I also have had some very exciting news on the job front. For about a month I did some freelance work with an online curriculum company in an attempt to help get several of their courses officially approved by the Texas State Board of Education. That was immensely time consuming and at times mind numbing, but more than anything, hugely satisfying. It is the perfect use of my experience combined with my need to work from home. I still have a passion for education and good teaching. It is a learned passion, but it is a passion nonetheless. To be able to assist a company who makes exquisite curriculum get that curriculum in the hands of more teachers is one of the more rewarding jobs I could think of.

When that month was up, I began grading essays for state standardized tests. Now, this has not been hugely satisfying; however, it has been hugely enlightening. Reading through hundreds of essays I have been reminded how damn difficult it is to be a teacher. The combination of a flawed test and kids who don’t read (and so can’t write well) and teachers who are so desperate for their kids to pass the test they teach strictly to the test and so cannot teach good writing is painful to see.

I have spent the last four months being there for my people, which is something I will never not do.

So these past four months have been busy, and I haven’t written. Because these past four months have been full of the things I desperately love: Fine arts. Baseball. Educational tools that actually work. Brainstorming ways to improve the education we provide to students. I have spent the last four months reveling in my passions (that just so happen to be housed around high school children). More importantly, I have spent the last four months being there for my people, which is something I will never not do.

I haven’t quite been there for myself though. I have made money -- which is a super important thing I needed to do. I have reinforced my friendships and family bonds -- another super important thing. But I have not written, and that is problematic.

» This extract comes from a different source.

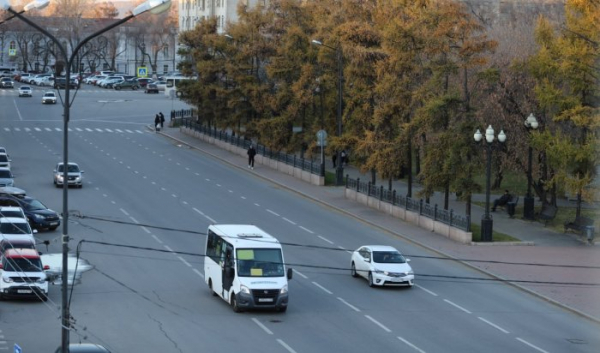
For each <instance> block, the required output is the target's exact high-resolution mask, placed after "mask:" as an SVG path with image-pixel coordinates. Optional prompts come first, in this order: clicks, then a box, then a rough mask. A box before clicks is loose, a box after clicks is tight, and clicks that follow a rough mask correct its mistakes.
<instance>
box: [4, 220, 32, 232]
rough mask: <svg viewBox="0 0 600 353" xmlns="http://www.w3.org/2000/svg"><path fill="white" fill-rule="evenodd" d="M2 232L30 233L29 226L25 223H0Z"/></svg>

So, my vow to myself. As soon as I finish grading these essays (and after the older brother from Washington gets done with his visit this weekend), I am taking time again. I might disappear to another state. I could just hole up in my house. But you probably won’t see me for a few weeks. Because I have to get back to writing. I have missed it. I had forgotten what that felt like, but having had it on the forefront so recently and then to lose it again -- man, that’s been rough.

I will work on this balancing act -- me, my friends, family, money. I will work on not finding excuses. I make no promises because we all know how impossible those kinds of promises are to keep.

But I will make this one: I will continue to work on taking better care of myself. I know that it is a constant struggle, but I have come a long way in this journey already. The fact that there is still such tremendous room for growth and improvement is comforting and terrifying and a challenge I look forward to. I will not feel guilty for coming up short because I know that I am not done growing so, in fact, I can’t come up short. I will continue to love who I am and the journey that I am on. I am so happy to be on it.

(Okay, that’s more than one -- but it’s all in the same spirit, so it counts.)

I will not feel guilty for coming up short because I know that I am not done growing so, in fact, can’t come up short.